How to use templates without sounding like a robot:
- Write templates for your common scenarios: first follow-up, reminder, post-demo, “checking in,” etc.
- Leave space for a quick personal note (“Saw your post on LinkedIn about X—congrats!”). Folk lets you personalize each send.
- Don’t overdo it with merge fields unless you really trust your data. “Hi {FirstName}” is fine; “I loved our chat about {ObscureProductFeature}” gets risky.
Pro tip: Review your templates every couple months. If people aren’t replying, tweak them. Automation should make you faster, not lazier.
Step 6: Track Outcomes (and Drop What’s Not Working)
Automating follow-up is only worth it if it helps you close more deals—or at least move leads forward. Folk makes it easy to track what happens after the follow-up.

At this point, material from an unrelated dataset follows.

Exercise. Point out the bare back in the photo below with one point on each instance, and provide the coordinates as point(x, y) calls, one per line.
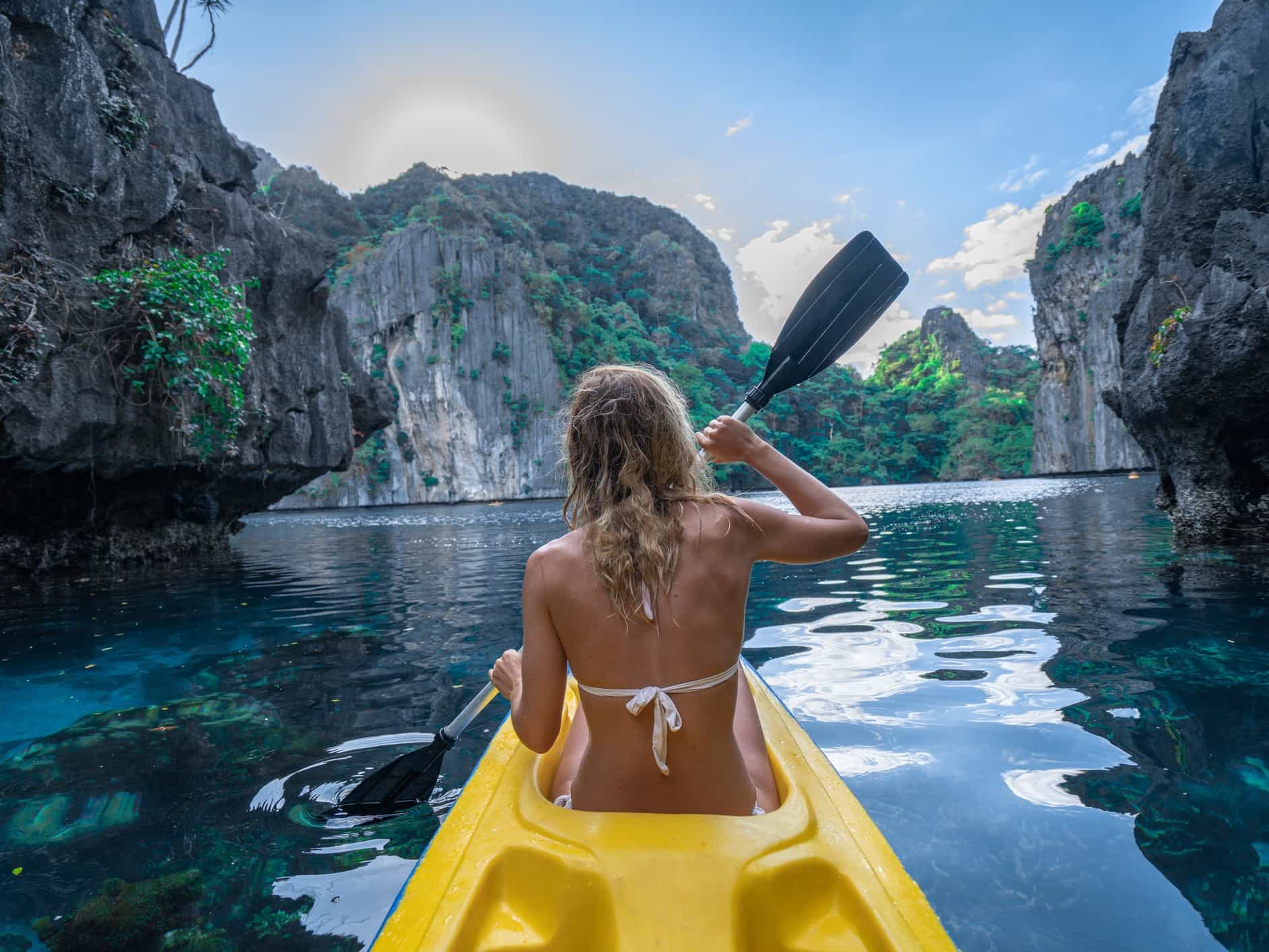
point(717, 761)
point(697, 631)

- Mark leads as Won/Lost so you can see what your actual conversion rate is.
- Use filters and reports to spot patterns (e.g., “Leads from LinkedIn close 2x faster than from cold emails”).
- If a template or automation isn’t getting results, swap it out. Don’t wait months to make changes.
What to avoid: Obsessing over every metric. Focus on the basics: Are you following up on time? Are leads moving through the pipeline? Are you closing more deals?
A Few Things Folk Won’t Do (Don’t Fall for the Hype)
- It won’t write perfect emails for you. Templates help, but you still need to personalize.
- It won’t “automate relationships.” You still have to build trust and rapport.
- It’s not a full-blown marketing automation suite. Folk is about contact management and personal outreach, not blasting newsletters or building complex nurture flows.
If you want to send 10,000 cold emails a day, look elsewhere. If you want to actually remember to follow up and keep your pipeline moving, Folk does the job.
The Bottom Line: Start Small, Iterate Fast
Don’t get bogged down trying to automate every corner of your sales process. Start by importing your leads, setting up a simple pipeline, and automating the follow-ups that matter most. Tweak as you go. Skip the fancy integrations until you actually need them.
Most sales automation fails because people overthink it or set up stuff they’ll never use. Set reminders, use templates, and keep your lists clean. That’s it. The rest is just talking to people and closing deals—no software’s going to do that for you.
Get started, see what works for you, and don’t be afraid to keep it simple. That’s how you actually get more done.